Apple’s OS X is First OS to be Hacked at This Year’s Pwn2Own

The conception that Apple, Inc. computers running OS X are magically more secure than Windows computers was dealt another setback this week.  Using a flaw in Apple’s pre-installed first-party Safari browser, it took French security pro Chaouki Bekrar merely 5 seconds to hijack the unwitting MacBook at the CanSecWest Conference’s pwn2own contest in Vancouver, British Columbia.

On a most basic level the attack exploited Apple’s weak memory protections in OS X Snow Leopard.  Microsoft, more popular and more commonly attacked, includes two critical types of memory protection — data execution prevention and robust address space layout optimization (ASLR) — both of which attempt to prevent memory injection attacks.  By contrast, Snow Leopard only supports ASLR and the implementation is badly botched according to hackers.

The attack also exploited poor coding in Apple’s branch of WebKit, which features many bugs and security flaws.  While Apple’s WebKit branch, which powers its Safari browser, shares a certain amount of code with Google’s WebKit browser Chrome, Google has added much more robust security layers and is less buggy.

So if Apple computers are less secure than Windows machines, why are Windows machines attacked so much more frequently?  Generally, the answer boils down to that there’s far fewer Macs and that hackers often have misgivings about mass attacks Unix-like operating systems (Linux, OS X) as they view it as “attacking their own.”  Ultimately these two factors combine into a greater barrier — lack of information.

Since not many hackers target OS X, those that do have to tread entirely new ground.  Take Mr. Bekrar and his team at French security firm VUPEN.  He says that the exploit was “relatively difficult” due to lack of documentation in the security/hacking community on OS X.  He states in a ZDNet interview, “We had to do everything from scratch.

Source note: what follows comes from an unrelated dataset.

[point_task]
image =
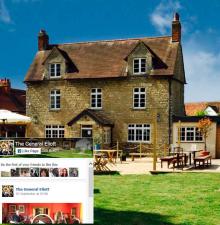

We had to create a debugging tool, create the shellcode and create the ROP (return oriented programming) technique.  The main difficulty was doing this on our own, without the help of any documentation.”

Another difficulty was in finding a “reliable” vulnerability.  All modern browsers have vulnerabilities, but not all vulnerabilities are created equal.  Identifying the “best” vulnerabilities takes a lot of time and dedication — time that has been invested in attacking Windows machines, but not so much with OS X.

Describes Mr. Bekrar, “There are many WebKit vulnerabilities. You can run a fuzzer and get lots of good results. But it’s much more difficult to exploit it on x64 and to make your exploit very reliable.”

But the results show that when somebody puts in the work to enter that undiscovered country, that Macs prove as hackable as Windows computers or more so.

Luring the user to a suspect site in Safari, the VUPEN researcher remotely launched OS X’s calculator app and wrote a file to the disc — essentially paving the way for a full hijack of the machine.  This was all done without the browser crashing or showing any irregularities.

He describes, “The victim visits a web page, he gets owned. No other interaction is needed.”

The victim would likely think they merely clicked on a bad URL.

Mr. Bekrar and his VUPEN teammates are going to next try to hack a Windows machine using similar flaws found in Internet Explorer 8 on 64-bit Windows 7 (SP1).

For his success against OS X, Mr. Bekrar scores a 13-inch Apple MacBook Air running Mac OS X Snow Leopard and $15,000 USD in cash.

In past years the contest has been dominated by OS X hacking/security pro Charlie Miller.  So it was nice to see a fresh face for a change, though the MacBook was still the first to fall — as usual.  Mr. Miller sums up OS X security the best, with his famous remark, “Mac OS X is like living in a farmhouse in the country with no locks, and Windows is living in a house with bars on the windows in the bad part of town.”